Dandadan, Manga Vol. 3
Somewhere lurking beneath the surface, there’s a heart to Dandadan. That’s what I’ve been telling myself as I rolled my eyes at the high ecchi content of the first two volumes of the series. But finally, in volume three, mangaka Yukinobu Tatsu hits us hard with a backstory about a mother’s love that is beautiful in its brevity and strength. It shows how seriously great this series could be. But the exuberance of Dandadan—the more regular tone for the manga—is fantastic, too, and is present here in bunches. Humor, action, and teenage silliness are all balled up into one as the volume completes its previous story, introduces a new main character, and reintroduces the aliens in the next. Unfortunately, after largely disappearing in the first act of volume three, the ecchi strikes back hard in the second half. This is a series for boys, so what should I expect, especially with that parental warning on the cover? I guess I expect more because of the quality of the storytelling and illustrating. I really like the main characters and am hopeful for something more than the girls to be sexualized. The sexualization draws away from all the fantastic things now going on in the manga, which appears to now be hitting its stride. Indeed, the first half of volume three demonstrates how this series is even better without the panty shots and occasional nudity (or frequent nudity, when it comes to Okarun, though his is always humorous whereas the girls’ is frequently not). I hope the manga matures past this, but even if it doesn’t, I’m now fully in on this funky, free-for-all series. ~ Twwk
Dandadan is published by VIZ Media.
The Angel Next Door Spoils Me Rotten, Light Novel Vol. 4
Author Saekisan is methodical, having built toward the climax of volume four piece by piece since the first volume. And the last thirty pages of the volume deliver perfectly, proving that he isn’t just jumping from cute event to cute event in the series but is being mindful of how he unfolds his story. That’s not to say that The Angel Next Door Spoils Me Rotten isn’t uneven—it is, particularly in how quickly Amane is coming to trust those around him (even with Mahiru’s influence)—but the ending of volume four is worth the journey. In these chapters, Amane continues to get closer to Mahiru and their circle of friends also grows. The pair are interacting more outside the privacy of Amane’s apartment, leading to their relationship becoming more public.

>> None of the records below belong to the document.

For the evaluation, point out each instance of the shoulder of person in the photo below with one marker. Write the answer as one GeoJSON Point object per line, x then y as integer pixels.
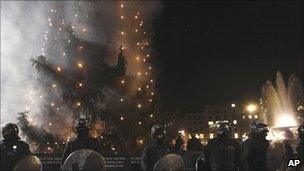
{"type": "Point", "coordinates": [23, 143]}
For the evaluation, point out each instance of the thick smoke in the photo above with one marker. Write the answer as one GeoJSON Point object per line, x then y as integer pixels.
{"type": "Point", "coordinates": [23, 24]}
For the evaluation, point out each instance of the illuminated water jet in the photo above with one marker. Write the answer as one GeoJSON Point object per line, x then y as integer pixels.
{"type": "Point", "coordinates": [279, 102]}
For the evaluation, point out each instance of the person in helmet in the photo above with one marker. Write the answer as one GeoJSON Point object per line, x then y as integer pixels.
{"type": "Point", "coordinates": [223, 152]}
{"type": "Point", "coordinates": [156, 149]}
{"type": "Point", "coordinates": [82, 141]}
{"type": "Point", "coordinates": [300, 147]}
{"type": "Point", "coordinates": [13, 149]}
{"type": "Point", "coordinates": [255, 148]}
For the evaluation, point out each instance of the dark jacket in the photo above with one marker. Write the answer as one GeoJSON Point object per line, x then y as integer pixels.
{"type": "Point", "coordinates": [83, 142]}
{"type": "Point", "coordinates": [151, 154]}
{"type": "Point", "coordinates": [300, 151]}
{"type": "Point", "coordinates": [223, 154]}
{"type": "Point", "coordinates": [12, 151]}
{"type": "Point", "coordinates": [255, 154]}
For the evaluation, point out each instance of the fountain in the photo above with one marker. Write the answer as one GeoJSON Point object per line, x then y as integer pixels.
{"type": "Point", "coordinates": [279, 108]}
{"type": "Point", "coordinates": [279, 102]}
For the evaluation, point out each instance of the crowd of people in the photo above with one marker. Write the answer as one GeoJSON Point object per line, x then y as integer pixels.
{"type": "Point", "coordinates": [221, 153]}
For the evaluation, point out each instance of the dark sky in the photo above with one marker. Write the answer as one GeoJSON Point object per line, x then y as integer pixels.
{"type": "Point", "coordinates": [223, 52]}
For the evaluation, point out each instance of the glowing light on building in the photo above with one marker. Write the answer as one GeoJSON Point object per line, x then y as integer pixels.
{"type": "Point", "coordinates": [182, 132]}
{"type": "Point", "coordinates": [80, 65]}
{"type": "Point", "coordinates": [251, 108]}
{"type": "Point", "coordinates": [210, 123]}
{"type": "Point", "coordinates": [285, 120]}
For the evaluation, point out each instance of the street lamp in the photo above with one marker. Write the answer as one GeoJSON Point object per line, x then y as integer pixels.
{"type": "Point", "coordinates": [251, 108]}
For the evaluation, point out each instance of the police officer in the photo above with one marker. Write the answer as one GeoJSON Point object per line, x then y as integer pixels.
{"type": "Point", "coordinates": [193, 144]}
{"type": "Point", "coordinates": [156, 149]}
{"type": "Point", "coordinates": [255, 148]}
{"type": "Point", "coordinates": [223, 153]}
{"type": "Point", "coordinates": [12, 148]}
{"type": "Point", "coordinates": [83, 140]}
{"type": "Point", "coordinates": [300, 147]}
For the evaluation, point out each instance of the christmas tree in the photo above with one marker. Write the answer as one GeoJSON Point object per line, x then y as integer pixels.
{"type": "Point", "coordinates": [120, 100]}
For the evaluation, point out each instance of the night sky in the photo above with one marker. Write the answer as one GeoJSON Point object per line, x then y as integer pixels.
{"type": "Point", "coordinates": [223, 52]}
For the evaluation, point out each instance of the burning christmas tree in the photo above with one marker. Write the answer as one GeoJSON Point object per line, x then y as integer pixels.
{"type": "Point", "coordinates": [76, 80]}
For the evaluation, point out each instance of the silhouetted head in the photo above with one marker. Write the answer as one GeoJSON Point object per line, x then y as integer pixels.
{"type": "Point", "coordinates": [223, 129]}
{"type": "Point", "coordinates": [158, 133]}
{"type": "Point", "coordinates": [258, 129]}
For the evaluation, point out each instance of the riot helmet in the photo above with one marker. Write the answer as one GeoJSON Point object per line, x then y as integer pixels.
{"type": "Point", "coordinates": [223, 128]}
{"type": "Point", "coordinates": [10, 130]}
{"type": "Point", "coordinates": [259, 129]}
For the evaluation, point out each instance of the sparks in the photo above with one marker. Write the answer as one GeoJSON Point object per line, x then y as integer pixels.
{"type": "Point", "coordinates": [80, 65]}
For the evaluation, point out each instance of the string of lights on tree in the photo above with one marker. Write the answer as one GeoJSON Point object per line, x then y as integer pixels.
{"type": "Point", "coordinates": [145, 91]}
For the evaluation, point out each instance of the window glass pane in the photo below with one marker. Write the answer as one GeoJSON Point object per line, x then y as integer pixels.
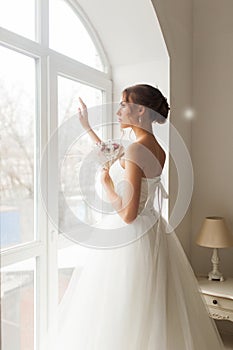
{"type": "Point", "coordinates": [72, 256]}
{"type": "Point", "coordinates": [68, 93]}
{"type": "Point", "coordinates": [69, 36]}
{"type": "Point", "coordinates": [17, 306]}
{"type": "Point", "coordinates": [18, 16]}
{"type": "Point", "coordinates": [17, 119]}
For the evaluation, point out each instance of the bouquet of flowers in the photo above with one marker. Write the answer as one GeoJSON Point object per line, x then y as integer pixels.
{"type": "Point", "coordinates": [109, 152]}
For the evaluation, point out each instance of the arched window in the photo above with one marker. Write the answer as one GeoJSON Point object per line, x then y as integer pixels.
{"type": "Point", "coordinates": [47, 61]}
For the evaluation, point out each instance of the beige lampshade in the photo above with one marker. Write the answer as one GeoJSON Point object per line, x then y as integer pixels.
{"type": "Point", "coordinates": [214, 233]}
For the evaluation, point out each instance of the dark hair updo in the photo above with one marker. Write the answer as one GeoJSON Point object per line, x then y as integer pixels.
{"type": "Point", "coordinates": [150, 97]}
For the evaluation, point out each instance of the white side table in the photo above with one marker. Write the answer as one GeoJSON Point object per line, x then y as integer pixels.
{"type": "Point", "coordinates": [218, 297]}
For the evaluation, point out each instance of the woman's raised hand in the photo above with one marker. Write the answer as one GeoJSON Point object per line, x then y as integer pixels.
{"type": "Point", "coordinates": [83, 115]}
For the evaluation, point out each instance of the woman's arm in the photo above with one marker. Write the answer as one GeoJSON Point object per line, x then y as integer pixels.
{"type": "Point", "coordinates": [83, 118]}
{"type": "Point", "coordinates": [127, 205]}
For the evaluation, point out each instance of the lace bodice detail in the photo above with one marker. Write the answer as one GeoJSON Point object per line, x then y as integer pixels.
{"type": "Point", "coordinates": [151, 189]}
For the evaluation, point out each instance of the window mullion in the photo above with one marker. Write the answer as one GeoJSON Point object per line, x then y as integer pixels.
{"type": "Point", "coordinates": [41, 297]}
{"type": "Point", "coordinates": [52, 237]}
{"type": "Point", "coordinates": [42, 22]}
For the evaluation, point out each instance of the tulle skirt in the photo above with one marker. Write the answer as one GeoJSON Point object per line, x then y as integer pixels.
{"type": "Point", "coordinates": [141, 296]}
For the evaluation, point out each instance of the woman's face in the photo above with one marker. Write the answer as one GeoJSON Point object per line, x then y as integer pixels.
{"type": "Point", "coordinates": [127, 115]}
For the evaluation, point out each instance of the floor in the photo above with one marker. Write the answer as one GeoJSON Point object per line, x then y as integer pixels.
{"type": "Point", "coordinates": [228, 341]}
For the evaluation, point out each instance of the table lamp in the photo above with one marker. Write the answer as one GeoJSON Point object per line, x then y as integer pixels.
{"type": "Point", "coordinates": [215, 234]}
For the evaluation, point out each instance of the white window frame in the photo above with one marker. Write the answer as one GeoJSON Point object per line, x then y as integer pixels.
{"type": "Point", "coordinates": [50, 64]}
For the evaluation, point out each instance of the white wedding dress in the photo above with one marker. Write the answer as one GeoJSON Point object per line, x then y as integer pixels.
{"type": "Point", "coordinates": [138, 296]}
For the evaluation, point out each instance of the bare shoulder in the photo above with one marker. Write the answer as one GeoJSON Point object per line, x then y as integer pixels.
{"type": "Point", "coordinates": [134, 151]}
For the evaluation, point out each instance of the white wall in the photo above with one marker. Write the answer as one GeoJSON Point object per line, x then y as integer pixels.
{"type": "Point", "coordinates": [212, 129]}
{"type": "Point", "coordinates": [175, 18]}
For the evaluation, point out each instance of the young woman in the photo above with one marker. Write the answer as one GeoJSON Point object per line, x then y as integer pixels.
{"type": "Point", "coordinates": [141, 295]}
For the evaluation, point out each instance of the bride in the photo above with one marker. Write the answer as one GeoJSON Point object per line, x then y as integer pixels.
{"type": "Point", "coordinates": [141, 295]}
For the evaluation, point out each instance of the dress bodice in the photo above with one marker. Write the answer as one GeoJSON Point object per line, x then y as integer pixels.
{"type": "Point", "coordinates": [150, 188]}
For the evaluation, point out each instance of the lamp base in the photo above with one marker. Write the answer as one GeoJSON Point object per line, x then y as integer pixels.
{"type": "Point", "coordinates": [213, 276]}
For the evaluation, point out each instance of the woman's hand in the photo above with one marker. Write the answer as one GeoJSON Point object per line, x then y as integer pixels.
{"type": "Point", "coordinates": [106, 178]}
{"type": "Point", "coordinates": [83, 115]}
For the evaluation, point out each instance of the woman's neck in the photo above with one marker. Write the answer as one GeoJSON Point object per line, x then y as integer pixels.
{"type": "Point", "coordinates": [142, 132]}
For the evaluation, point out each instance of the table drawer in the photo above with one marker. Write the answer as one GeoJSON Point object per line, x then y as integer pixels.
{"type": "Point", "coordinates": [220, 314]}
{"type": "Point", "coordinates": [219, 302]}
{"type": "Point", "coordinates": [219, 308]}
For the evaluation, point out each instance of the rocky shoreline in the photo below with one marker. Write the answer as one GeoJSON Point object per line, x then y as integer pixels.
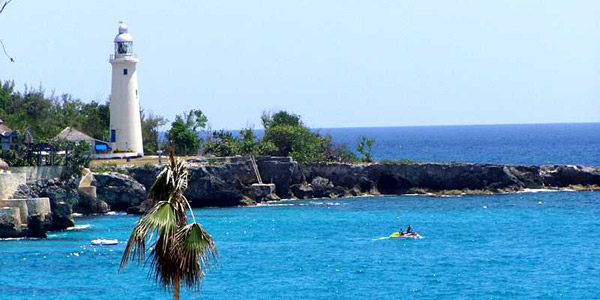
{"type": "Point", "coordinates": [232, 181]}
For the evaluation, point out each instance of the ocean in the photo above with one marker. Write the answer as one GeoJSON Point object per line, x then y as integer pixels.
{"type": "Point", "coordinates": [539, 245]}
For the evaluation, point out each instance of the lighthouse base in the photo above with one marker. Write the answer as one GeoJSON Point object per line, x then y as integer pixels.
{"type": "Point", "coordinates": [117, 155]}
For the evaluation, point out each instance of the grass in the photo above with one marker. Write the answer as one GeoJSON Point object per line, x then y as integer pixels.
{"type": "Point", "coordinates": [150, 160]}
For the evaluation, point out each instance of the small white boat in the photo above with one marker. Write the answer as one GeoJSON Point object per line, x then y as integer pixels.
{"type": "Point", "coordinates": [104, 242]}
{"type": "Point", "coordinates": [402, 235]}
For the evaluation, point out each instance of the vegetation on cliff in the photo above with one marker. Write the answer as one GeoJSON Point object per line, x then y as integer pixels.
{"type": "Point", "coordinates": [284, 135]}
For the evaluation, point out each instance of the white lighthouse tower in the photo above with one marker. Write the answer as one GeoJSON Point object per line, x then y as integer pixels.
{"type": "Point", "coordinates": [125, 123]}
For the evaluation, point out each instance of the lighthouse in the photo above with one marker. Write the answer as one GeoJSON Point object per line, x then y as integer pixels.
{"type": "Point", "coordinates": [125, 123]}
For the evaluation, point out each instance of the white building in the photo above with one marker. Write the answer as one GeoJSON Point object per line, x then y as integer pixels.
{"type": "Point", "coordinates": [125, 123]}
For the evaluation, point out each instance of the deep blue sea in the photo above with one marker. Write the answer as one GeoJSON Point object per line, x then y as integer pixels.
{"type": "Point", "coordinates": [508, 144]}
{"type": "Point", "coordinates": [512, 246]}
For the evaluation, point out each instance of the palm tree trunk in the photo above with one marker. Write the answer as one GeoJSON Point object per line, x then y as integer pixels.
{"type": "Point", "coordinates": [176, 285]}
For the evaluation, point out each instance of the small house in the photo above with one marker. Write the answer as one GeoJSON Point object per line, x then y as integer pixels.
{"type": "Point", "coordinates": [9, 139]}
{"type": "Point", "coordinates": [74, 135]}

Although some of the scenarios feel staid, most of them are heartwarming and cute as ever. Between the adorable moments shared by Amane and Mahiru and the climax of the book, volume four proves to be an enjoyable read. There was one major note of concern, however—and it’s significant. A printing error caused 30 pages of this volume to be replaced by about the same number of pages from volume seven of Date A Live. This is apparently a common issue for printings of this volume, and even when I received a replacement copy, it still featured the same problem. Thankfully, this portion is mostly animated in the anime series, so I knew what I was generally missing and wasn’t terrifically frustrated, but you may be. Caveat emptor. ~ Twwk
The Angel Next Door Spoils Me Rotten is published by Yen Press.

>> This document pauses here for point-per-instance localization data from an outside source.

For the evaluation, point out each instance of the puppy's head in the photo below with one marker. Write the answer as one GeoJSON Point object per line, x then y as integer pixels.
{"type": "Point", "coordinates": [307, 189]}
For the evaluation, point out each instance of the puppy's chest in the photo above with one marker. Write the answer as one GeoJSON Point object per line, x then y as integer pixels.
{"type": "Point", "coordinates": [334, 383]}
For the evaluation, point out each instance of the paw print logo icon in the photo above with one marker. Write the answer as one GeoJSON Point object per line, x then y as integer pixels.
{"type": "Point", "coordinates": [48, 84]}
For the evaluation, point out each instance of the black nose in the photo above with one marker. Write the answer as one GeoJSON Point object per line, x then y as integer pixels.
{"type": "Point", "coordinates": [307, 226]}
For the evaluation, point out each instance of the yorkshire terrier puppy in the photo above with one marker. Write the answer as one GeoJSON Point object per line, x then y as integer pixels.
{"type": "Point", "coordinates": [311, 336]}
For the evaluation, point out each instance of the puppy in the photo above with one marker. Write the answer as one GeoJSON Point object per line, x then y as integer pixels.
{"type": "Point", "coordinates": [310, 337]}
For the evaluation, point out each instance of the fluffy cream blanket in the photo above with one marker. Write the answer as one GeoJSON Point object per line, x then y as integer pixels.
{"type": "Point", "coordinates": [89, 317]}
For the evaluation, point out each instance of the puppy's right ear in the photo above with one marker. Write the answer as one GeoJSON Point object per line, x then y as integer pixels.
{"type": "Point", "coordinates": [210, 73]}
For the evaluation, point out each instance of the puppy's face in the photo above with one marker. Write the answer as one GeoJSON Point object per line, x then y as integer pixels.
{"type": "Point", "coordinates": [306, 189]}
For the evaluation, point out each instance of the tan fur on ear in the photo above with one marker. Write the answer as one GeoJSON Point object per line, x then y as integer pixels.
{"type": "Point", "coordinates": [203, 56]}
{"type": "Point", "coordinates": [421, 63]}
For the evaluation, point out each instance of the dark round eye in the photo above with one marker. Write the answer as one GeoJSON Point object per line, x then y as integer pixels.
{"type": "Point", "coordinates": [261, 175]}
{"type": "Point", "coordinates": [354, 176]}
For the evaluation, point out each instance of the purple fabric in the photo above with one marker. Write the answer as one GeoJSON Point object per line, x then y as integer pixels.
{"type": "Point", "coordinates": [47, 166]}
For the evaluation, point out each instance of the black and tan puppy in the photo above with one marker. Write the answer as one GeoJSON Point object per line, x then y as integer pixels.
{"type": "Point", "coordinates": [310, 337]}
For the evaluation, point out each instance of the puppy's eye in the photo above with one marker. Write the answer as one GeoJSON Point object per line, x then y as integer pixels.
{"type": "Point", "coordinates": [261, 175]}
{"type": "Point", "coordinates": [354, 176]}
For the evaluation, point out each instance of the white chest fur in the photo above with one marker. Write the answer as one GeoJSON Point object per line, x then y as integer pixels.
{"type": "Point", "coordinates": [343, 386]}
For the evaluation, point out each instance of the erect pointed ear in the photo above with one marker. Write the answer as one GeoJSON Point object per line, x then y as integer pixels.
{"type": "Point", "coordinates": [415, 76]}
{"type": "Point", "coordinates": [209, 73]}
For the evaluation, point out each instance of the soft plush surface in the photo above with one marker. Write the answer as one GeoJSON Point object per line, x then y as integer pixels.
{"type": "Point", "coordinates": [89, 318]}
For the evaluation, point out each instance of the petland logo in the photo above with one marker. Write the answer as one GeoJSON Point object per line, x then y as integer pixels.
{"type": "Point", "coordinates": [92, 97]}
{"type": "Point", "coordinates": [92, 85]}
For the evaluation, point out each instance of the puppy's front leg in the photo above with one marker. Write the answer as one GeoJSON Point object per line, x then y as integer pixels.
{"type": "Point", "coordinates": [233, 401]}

“Reader’s Corner” is our way of embracing the wonderful world of manga, light novels, and visual novels, creative works intimately related to anime but with a magic all their own. Each week, our writers provide their thoughts on the works they’re reading—both those recently released as we keep you informed of newly published works, and those older titles that you might find as magical (or in some cases, reprehensible) as we do.